By the same token, we don’t own farm animals or live near coal mines, so they stay relatively clean. For little people.
This past week, Conor and I were both very sick. In fact, I felt crappy enough that I didn’t even check to see if he was up for a bath because I was busy abandoning my own personal hygiene. Even being upright felt ambitious. Navigating the shower seemed reckless and futile. When at last I had regained enough brain function to resume my motherly duties, I discovered that Conor had at some point decorated himself with markers in a state of delirium.
I made a mental note that Conor would be spending some quality time in the bath after school.
However, on his way to school he fell and skinned his knee. It wasn’t a bad scrap but he did limp around dramatically at the preschool and scored an enormous band-aid for his theatrical efforts. Then he fell again after school and made the scrape worse. He refused another band-aid, blaming the band-aid for his fall, though it was more likely due to the fact that he was limp-running like a Dickens character.
A limp-run is very hard to execute without at least one wipe out. This is why Tiny Tim never joined the track team.

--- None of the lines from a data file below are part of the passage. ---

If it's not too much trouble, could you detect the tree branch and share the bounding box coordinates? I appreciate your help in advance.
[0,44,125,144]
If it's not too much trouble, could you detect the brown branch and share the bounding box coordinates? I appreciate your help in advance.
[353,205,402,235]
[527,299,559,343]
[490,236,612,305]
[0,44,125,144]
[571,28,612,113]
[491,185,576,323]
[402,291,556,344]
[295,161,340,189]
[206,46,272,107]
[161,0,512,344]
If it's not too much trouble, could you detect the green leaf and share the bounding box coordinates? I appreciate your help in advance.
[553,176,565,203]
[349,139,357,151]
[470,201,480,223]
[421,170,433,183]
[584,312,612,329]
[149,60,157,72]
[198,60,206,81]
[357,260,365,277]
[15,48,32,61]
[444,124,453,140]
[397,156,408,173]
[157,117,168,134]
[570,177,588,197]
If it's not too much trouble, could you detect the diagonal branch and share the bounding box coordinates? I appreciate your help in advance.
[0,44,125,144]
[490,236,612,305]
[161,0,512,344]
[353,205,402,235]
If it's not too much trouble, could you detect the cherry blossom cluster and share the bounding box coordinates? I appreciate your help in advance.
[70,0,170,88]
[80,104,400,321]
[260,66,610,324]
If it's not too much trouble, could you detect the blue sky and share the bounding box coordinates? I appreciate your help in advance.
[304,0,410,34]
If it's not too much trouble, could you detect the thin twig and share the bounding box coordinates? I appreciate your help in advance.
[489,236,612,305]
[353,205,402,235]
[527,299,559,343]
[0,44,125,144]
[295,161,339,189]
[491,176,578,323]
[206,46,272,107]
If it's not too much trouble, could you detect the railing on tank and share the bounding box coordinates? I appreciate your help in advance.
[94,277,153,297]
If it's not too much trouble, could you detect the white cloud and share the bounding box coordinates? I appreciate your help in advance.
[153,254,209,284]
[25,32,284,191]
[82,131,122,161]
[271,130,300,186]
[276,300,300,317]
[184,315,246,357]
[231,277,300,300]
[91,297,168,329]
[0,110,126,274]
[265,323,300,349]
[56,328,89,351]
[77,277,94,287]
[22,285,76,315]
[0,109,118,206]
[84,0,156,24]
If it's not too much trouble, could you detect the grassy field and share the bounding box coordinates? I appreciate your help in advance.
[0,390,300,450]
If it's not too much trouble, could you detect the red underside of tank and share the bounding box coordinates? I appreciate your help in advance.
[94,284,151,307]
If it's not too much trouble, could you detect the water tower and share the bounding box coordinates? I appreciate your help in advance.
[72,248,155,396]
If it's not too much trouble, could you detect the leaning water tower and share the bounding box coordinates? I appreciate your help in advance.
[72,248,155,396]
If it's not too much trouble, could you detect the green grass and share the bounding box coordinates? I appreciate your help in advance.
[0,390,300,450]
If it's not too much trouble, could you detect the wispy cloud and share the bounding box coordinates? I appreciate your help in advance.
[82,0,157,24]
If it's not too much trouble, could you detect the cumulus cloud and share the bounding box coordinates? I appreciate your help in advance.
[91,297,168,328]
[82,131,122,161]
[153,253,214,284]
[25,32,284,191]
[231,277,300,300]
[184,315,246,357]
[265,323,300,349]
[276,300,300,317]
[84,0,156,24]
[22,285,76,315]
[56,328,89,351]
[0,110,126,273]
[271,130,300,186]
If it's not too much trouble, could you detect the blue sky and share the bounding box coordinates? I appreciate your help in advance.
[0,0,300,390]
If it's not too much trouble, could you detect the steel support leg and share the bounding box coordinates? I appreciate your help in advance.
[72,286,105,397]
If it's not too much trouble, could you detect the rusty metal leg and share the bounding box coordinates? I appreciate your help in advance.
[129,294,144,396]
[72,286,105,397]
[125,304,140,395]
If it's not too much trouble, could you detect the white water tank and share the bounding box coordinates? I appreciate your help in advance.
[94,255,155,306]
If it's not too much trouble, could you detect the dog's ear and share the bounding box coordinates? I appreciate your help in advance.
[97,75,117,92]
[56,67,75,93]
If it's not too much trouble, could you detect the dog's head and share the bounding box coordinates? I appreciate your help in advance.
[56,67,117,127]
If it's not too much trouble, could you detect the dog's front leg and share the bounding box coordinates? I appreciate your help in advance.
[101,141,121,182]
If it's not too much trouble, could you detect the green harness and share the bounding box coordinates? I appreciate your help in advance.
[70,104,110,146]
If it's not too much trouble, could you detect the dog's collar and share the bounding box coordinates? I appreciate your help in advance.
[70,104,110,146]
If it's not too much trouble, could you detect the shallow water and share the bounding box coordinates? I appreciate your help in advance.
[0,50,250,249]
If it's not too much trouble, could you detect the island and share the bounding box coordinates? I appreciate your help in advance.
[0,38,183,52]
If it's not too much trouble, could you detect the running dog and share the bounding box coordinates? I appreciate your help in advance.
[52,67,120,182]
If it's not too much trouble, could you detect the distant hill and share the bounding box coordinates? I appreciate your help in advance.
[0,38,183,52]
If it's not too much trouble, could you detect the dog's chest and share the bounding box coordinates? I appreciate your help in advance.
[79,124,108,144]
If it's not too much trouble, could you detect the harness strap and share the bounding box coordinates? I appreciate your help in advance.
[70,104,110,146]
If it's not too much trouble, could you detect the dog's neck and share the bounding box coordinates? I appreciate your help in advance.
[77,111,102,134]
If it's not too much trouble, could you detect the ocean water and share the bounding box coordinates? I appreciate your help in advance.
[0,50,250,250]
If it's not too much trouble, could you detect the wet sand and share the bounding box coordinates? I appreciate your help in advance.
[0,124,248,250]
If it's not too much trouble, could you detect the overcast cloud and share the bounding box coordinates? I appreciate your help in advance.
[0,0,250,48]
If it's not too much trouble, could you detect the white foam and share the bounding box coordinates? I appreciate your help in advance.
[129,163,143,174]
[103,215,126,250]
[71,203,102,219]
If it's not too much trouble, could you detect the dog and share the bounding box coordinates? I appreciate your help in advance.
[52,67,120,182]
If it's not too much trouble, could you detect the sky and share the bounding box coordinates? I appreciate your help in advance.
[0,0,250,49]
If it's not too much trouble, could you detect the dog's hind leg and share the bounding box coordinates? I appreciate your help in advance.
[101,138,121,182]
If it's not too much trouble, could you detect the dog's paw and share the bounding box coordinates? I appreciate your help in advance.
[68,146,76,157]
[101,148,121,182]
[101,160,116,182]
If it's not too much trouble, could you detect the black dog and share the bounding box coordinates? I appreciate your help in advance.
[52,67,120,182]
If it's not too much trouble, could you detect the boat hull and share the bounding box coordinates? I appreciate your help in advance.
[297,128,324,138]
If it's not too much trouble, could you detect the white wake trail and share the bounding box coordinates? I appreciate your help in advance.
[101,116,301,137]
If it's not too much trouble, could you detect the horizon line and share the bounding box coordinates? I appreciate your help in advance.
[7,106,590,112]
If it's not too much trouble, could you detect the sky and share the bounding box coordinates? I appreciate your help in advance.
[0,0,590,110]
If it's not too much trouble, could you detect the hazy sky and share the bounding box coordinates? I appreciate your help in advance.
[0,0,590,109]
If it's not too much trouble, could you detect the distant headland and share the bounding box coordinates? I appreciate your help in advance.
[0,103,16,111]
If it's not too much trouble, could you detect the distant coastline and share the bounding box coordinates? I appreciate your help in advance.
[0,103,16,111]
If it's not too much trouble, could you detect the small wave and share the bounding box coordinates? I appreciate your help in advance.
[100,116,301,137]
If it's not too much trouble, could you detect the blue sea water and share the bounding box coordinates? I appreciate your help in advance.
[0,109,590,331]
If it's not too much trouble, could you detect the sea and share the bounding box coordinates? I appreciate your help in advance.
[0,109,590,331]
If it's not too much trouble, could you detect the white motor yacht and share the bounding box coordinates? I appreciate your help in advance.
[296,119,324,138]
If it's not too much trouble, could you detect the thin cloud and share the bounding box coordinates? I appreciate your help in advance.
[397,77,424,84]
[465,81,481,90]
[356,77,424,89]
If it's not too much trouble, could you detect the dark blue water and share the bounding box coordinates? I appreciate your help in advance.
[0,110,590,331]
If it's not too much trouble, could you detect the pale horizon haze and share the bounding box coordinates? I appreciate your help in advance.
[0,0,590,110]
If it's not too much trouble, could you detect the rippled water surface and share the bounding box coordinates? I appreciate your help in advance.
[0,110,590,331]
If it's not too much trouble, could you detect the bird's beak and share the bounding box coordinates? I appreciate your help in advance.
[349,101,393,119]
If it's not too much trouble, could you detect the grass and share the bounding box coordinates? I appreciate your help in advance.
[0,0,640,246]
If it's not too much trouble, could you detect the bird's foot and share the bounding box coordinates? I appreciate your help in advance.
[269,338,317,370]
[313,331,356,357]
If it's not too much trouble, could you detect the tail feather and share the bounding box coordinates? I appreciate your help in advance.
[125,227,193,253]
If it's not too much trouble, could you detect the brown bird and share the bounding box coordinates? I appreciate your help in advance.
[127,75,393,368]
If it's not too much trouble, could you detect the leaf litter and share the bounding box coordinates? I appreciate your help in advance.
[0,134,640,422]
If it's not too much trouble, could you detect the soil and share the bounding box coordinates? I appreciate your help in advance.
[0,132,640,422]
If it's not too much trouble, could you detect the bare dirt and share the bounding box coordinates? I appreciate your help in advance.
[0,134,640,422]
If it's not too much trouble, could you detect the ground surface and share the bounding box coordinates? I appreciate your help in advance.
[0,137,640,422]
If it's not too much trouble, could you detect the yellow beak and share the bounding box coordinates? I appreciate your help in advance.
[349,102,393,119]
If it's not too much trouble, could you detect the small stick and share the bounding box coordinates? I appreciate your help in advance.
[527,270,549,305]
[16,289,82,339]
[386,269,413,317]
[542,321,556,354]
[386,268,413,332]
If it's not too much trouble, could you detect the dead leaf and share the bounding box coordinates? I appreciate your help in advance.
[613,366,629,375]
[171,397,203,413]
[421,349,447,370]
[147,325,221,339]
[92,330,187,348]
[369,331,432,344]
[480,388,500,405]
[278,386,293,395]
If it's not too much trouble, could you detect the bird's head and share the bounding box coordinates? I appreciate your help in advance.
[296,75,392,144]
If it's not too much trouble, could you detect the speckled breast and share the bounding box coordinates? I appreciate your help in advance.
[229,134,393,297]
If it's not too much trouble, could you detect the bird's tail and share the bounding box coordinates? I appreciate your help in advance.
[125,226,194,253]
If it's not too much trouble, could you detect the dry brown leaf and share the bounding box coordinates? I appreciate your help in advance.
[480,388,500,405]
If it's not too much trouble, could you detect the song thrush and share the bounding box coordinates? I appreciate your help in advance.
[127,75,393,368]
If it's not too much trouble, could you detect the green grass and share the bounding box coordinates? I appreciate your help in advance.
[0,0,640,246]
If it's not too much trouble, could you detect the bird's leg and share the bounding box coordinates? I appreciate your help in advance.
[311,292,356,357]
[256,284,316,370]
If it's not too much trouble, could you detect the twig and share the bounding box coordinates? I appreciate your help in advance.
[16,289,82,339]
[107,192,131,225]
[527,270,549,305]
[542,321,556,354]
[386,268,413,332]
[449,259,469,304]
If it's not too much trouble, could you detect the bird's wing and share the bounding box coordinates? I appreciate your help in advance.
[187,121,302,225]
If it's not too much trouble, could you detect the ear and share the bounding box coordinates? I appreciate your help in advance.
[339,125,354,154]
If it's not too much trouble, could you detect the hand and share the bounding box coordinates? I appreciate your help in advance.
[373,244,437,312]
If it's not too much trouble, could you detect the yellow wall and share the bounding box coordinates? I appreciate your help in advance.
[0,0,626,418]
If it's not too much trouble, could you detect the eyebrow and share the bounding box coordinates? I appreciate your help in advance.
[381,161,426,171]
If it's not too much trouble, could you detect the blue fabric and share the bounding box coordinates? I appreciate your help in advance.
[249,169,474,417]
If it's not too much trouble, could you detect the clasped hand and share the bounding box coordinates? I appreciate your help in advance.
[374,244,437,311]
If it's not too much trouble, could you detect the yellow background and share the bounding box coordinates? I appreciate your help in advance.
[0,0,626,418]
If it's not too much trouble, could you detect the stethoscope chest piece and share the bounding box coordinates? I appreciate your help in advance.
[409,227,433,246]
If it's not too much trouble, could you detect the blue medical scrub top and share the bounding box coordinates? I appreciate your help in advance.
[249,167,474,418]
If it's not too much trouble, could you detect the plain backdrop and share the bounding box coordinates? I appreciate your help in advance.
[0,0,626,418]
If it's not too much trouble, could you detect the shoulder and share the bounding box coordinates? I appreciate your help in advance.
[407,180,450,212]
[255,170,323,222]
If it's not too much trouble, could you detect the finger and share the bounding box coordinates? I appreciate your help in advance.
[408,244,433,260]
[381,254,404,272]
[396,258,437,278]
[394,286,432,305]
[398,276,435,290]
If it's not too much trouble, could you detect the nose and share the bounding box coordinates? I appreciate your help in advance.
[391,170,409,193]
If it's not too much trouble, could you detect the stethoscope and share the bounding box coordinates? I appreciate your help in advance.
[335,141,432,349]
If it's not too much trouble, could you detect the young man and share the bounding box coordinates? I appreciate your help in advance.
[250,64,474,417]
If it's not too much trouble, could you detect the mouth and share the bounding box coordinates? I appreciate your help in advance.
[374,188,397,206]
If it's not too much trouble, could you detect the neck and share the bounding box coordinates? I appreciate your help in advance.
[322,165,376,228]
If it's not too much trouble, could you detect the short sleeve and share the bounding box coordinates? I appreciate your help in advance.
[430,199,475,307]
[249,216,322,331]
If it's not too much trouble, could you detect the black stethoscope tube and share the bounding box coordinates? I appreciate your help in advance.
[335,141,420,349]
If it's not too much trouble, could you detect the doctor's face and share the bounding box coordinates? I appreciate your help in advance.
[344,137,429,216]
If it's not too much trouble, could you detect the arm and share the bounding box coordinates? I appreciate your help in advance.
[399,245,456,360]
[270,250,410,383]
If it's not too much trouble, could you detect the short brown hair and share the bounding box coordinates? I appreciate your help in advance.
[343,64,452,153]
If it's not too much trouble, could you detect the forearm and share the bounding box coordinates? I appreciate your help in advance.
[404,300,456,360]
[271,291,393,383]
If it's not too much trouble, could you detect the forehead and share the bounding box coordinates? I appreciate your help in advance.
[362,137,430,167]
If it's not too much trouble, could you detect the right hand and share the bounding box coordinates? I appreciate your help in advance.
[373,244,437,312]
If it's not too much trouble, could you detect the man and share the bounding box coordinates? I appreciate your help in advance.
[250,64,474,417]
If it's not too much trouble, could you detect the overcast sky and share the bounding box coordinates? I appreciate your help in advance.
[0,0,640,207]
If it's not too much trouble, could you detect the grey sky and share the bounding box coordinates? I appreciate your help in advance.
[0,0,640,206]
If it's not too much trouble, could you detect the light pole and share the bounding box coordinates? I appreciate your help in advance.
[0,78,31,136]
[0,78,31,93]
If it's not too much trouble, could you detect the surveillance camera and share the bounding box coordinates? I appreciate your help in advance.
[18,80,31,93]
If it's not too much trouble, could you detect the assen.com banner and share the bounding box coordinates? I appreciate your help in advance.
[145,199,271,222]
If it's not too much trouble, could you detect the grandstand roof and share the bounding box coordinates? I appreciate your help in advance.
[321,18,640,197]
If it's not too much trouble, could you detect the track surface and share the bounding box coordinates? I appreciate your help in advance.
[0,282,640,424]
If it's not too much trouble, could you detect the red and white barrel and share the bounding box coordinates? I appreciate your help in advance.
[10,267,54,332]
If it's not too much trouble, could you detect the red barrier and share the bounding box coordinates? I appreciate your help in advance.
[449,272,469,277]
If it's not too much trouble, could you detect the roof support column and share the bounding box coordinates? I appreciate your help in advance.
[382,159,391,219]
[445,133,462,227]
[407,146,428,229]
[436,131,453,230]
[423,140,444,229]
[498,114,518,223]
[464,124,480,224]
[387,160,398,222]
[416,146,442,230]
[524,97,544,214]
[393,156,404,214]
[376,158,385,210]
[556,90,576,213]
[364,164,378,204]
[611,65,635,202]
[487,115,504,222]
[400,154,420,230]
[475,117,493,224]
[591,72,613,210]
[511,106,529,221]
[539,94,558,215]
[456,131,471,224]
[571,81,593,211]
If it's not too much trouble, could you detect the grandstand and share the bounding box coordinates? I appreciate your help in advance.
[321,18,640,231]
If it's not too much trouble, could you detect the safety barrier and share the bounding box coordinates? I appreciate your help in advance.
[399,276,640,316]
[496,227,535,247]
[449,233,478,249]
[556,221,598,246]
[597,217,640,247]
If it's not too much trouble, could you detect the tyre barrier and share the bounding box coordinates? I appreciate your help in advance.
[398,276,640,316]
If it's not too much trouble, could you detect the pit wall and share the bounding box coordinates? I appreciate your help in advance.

The bath was postponed until a scab could be formed.
That night Conor’s leg formed a scab. Yay! Unfortunately his pajama pants were included in the scab. Boo. The body’s healing power is amazing. Conor’s body just chose an unfortunate method of displaying its talents. The following day when Hubs removed Conor’s pajama pants he also removed the entire scab. And Conor’s will to live. Conor spent the whole morning and most of the afternoon laying on his bedroom floor, clutching his blanket for comfort.
We’re still waiting on the bath.
What I’m trying to communicate here is that my boy is ripe. He is traveling around in a cloud of dust and flies. But it isn’t due to parental neglect. There were extenuating circumstances. It could happen to anyone.
Don’t judge me.
Haha! The close is awesome, and for the record I never would! 🙂
Thanks, Denise! That’s because you’re a strong woman with better things to do, right?
Poor little guy! Here’s hoping for quick fresh scabs and long hot baths…for BOTH of you!
I’ll drink to that!
I think you should take his bath for him. A nice loooooooong one. Maybe with a candle or two, and a glass of prosecco. For that matter, maybe you should both have a glass of prosecco. He would feel much more mellow after that.
He fell down again this afternoon, so that sounds like a good idea. Curse you, gravity! I’m going to have to wrap this boy in bubble wrap.
Hubs is on an assignment this week and largely MIA so I cashed it all in and took the kids to ice cream for dinner. We all needed it.
At a certain age, or better stated, level of swimming proficiency, the bathtub can double as a babysitter. Seriously. My girls will hang out for over an hour in the tub while I write. Or drink. Or nap. Great stuff.
=)
And a bathtub will never raise its hourly rates. Or sleep with your husband. Oh bathtub, how I love thee.
Or text incessantly when they’re supposed to be playing Hi Ho Cherry-O and cleaning your kitchen.